Demonstrating the Performance of Music Features

This section will use the Soundcloud Demo Dataset, which is a collection of commonly known mainstream radio hits. The complete collection can be observed as playlist on Soundcloud.

The following charts plot the features of the Rhythm Patterns family. Three songs from different genres are chosen to demonstrate how they are reflected in the feature values.

Song 1: The first song is a typical dance track. Thus, the Rhythm Histograms show clear peaks at about 2Hz which corresponds to a tempo of 120 beats per minute (bpm). The Rhythm Patterns provide a more detailed description of where this rhythmic energy comes from. In the region around 2Hz there are highlighted regions in lower sub-bands. This corresponds to bass drum that is typically played on each quarter note in Dance music. The other regions around 4Hz and 8Hz are partials and may correspond to percussion or other instruments that are played double time.

Song 2: The second song is a typical Heavy Metal song. Rhythm Histograms and Rhythm Patterns show the typical pattern for this genre. The peak in the middle of the Rhythm Pattern is generated by the predominant Hi-Hat which is played half open on the eights at about 120bpm (= about 4Hz). This is also reflected by the high maximum values shown in the Statistical Spectrum Descriptors.

Song 3: The third already points out some problems of music feature extraction. The song starts as rock ballad played on the piano has a classic opera interlude and ends in a Heavy Metal style. The complexity of this song is also reflected in its feature values. The energy in Rhythm Histograms and Rhythm Patterns is evenly distributed across the su-bbands and the various modulation frequencies. Also the spectral energy follows this pattern.

Mr Saxobeat
Metallica – Enter Sandman
Queen – Bohemian Rhapsody

‘More like this’ – Finding Similar Songs

Finding similar songs is one of the most difficult tasks in Music Information Retrieval. It starts with the lack of a clear definition of music similarity and ends with difficulty to describe it through mathematical or algorithmic models.

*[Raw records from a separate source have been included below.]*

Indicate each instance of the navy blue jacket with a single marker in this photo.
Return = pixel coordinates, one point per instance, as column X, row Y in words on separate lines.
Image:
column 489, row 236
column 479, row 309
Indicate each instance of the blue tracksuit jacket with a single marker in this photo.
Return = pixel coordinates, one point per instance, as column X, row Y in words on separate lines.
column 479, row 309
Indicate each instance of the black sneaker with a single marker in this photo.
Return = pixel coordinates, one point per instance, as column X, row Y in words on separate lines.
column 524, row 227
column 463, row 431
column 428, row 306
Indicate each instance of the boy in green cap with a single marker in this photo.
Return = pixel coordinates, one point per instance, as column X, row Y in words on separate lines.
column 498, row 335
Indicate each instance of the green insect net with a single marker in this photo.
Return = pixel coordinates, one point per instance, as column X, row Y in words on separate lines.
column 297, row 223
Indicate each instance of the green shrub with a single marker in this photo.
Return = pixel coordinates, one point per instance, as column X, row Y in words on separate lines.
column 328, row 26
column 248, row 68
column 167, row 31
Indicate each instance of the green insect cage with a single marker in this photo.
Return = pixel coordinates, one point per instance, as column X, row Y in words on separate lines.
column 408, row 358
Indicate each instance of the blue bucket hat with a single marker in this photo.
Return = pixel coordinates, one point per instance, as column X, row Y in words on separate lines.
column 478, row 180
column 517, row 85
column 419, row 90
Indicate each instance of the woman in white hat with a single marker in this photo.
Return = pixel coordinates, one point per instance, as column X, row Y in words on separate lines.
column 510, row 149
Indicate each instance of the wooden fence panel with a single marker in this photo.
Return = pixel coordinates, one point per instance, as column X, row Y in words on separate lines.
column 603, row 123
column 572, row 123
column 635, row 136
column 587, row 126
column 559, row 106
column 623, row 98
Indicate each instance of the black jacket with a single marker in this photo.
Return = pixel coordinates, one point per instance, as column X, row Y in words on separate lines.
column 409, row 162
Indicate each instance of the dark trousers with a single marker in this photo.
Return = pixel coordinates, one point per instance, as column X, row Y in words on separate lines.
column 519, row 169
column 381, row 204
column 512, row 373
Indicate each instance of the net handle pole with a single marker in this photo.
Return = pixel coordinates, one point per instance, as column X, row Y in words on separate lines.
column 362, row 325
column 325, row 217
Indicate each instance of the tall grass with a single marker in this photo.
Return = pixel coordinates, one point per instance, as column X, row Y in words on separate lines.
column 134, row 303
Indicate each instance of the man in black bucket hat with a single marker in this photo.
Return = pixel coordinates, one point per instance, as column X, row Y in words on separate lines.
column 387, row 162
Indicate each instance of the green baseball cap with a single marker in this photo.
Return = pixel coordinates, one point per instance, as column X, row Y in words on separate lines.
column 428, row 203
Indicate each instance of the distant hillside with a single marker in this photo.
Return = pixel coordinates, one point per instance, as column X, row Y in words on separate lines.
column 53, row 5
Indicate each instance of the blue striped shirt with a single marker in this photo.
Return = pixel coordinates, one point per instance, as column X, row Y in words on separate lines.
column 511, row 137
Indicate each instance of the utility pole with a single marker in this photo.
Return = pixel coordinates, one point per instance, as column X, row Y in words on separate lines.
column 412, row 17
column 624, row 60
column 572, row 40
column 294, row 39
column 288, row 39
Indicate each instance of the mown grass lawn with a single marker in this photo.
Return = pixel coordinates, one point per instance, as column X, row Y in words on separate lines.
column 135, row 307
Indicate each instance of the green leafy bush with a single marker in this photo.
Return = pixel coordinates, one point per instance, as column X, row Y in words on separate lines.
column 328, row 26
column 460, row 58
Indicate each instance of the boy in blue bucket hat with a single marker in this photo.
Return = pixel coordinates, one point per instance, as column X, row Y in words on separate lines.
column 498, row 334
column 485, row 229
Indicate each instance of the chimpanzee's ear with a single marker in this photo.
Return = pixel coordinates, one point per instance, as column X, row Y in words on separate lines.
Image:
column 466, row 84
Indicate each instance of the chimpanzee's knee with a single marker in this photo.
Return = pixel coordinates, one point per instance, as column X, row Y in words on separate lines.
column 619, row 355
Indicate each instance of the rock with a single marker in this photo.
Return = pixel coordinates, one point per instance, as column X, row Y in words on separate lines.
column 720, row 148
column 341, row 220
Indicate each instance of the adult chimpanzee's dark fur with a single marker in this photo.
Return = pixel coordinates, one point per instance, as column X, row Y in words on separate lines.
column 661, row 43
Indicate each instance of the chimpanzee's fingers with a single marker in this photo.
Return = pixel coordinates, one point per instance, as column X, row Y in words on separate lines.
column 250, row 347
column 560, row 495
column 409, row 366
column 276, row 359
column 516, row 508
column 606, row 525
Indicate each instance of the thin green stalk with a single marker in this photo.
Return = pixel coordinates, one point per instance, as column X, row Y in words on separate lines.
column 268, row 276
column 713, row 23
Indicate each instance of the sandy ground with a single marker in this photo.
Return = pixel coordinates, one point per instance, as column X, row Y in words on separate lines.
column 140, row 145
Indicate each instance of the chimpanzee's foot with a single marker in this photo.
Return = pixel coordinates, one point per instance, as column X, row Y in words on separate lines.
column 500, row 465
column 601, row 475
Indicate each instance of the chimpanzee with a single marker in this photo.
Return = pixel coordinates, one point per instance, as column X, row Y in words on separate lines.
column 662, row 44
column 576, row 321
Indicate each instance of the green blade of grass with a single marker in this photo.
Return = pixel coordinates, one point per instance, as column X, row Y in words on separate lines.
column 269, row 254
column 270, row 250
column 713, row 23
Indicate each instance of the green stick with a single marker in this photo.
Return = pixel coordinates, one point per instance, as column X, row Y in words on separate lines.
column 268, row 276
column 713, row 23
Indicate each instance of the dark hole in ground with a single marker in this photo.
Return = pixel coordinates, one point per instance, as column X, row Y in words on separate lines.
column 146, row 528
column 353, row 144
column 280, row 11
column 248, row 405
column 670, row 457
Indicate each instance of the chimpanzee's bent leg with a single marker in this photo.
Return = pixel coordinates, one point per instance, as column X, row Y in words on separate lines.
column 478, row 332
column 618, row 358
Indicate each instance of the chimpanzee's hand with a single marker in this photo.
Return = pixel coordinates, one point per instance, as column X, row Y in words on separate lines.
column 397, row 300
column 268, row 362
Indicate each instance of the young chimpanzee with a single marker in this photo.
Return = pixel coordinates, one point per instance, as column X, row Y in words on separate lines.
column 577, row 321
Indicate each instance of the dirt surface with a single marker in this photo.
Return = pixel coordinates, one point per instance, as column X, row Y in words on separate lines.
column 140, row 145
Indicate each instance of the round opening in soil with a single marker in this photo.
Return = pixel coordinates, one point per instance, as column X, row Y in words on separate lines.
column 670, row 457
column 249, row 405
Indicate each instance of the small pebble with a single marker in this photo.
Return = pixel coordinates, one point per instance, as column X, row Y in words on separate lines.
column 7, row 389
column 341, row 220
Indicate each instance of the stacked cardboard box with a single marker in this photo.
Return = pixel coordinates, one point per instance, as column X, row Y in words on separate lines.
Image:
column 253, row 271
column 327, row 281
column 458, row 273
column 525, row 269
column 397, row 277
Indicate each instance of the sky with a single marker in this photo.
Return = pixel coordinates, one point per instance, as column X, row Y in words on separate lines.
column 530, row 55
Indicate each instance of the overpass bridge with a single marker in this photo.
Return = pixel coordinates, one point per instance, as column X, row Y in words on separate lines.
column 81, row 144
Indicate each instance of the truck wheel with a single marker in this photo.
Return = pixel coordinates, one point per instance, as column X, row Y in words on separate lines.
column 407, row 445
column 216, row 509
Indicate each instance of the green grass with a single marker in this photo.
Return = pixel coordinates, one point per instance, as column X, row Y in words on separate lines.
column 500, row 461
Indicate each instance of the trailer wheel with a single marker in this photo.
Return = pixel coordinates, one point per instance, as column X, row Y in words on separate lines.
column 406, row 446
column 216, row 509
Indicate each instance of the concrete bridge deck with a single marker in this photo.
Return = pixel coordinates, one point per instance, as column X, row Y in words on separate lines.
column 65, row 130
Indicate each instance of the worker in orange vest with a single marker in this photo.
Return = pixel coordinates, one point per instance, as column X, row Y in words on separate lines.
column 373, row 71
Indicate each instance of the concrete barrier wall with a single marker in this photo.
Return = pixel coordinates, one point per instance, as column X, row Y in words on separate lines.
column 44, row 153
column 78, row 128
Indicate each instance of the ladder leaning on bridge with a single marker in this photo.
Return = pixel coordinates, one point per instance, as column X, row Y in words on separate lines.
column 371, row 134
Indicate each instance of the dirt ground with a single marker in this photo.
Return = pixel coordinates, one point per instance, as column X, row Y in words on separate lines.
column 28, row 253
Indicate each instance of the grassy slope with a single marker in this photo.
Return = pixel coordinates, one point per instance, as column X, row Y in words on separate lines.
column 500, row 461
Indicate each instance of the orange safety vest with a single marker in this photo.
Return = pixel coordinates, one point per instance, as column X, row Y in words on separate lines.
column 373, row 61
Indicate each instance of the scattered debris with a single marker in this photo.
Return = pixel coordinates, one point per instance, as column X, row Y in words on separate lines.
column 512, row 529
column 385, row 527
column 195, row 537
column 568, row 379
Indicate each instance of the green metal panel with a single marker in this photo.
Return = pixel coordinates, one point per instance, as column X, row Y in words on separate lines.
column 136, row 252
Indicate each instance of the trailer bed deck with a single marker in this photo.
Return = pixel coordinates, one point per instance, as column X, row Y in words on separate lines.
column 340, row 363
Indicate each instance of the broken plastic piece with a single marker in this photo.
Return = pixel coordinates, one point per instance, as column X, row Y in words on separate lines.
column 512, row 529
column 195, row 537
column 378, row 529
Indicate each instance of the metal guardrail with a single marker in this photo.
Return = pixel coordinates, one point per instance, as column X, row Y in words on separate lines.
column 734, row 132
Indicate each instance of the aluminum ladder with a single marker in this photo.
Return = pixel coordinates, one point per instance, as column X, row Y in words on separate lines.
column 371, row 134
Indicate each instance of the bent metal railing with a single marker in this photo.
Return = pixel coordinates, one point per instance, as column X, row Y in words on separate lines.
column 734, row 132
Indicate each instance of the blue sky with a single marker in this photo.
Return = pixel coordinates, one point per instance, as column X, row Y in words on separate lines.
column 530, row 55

This problem is also known as the Semantic Gap and refers to the inability to describe high level semantic concepts such as music similarity or genre through low level features. The semantic gap is known to all information retrieval domains.

The following paragraphs will use the track below to query for similar songs:

The table below lists the most similar songs calculated on different feature sets. The results seem satisfactory – all tracks are from the same genre and are typical dance tracks. This is due to the fact, that dance music has a strong focus on rhythm. The bass drum is over accentuated and the instrumental accompaniment has a strong rhythmical texture. This creates distinctive patterns in the features that discriminates them from other genres.

Rhythm Patterns
Rhythm Histograms
Statistical Spectrum Descriptors

The following examples will provide a short evaluation of the presented music features and outline their advantages and shortcomings. To demonstrate this, the following three songs from different genres will be used to search for similar songs using the same feature-set.

Gloria gaynor – i will survive
Metallica – Enter Sandman
Queen – Bohemian Rhapsody

Rhythm Histograms

Rhythm Histograms provide nothing but a rough description of the rhythmic Energy of a song. This rhythm but can be generated by everything, ranging from percussive instruments to the amplitude modulation of a synthesizer.

Rhythm per se is a property of music similarity but comparing songs solely by rhythm leads to unsatisfactory results. This can be observed in the following overview where Heavy Metal songs appear in the results of a Disco query song. Again, Bohemiam Rhapsody by Queen shows how problematic songs with high variance are. The results are all rock which refers to the final part of the song. The melancholic first part is neglected. This can be explained by the fact that these features are aggregated using statistical moments of feature values calculated for the whole song. Statistical measures are usually subject to outliers and the intense values at the end distort the histogram values towards feature values that fall into the value space of Rock music.

Gloria gaynor – i will survive
Metallica – Enter Sandman
Queen – Bohemian Rhapsody

Rhythm Patterns

Rhythm Patterns expand the rhythmical descriptions to the different spectral sub-bands. Thus, they provide much more information but also require more computational resources to process them. This does not mean that these features capture timbral properties. They only distinguish rhythmic energy in different spectral ranges.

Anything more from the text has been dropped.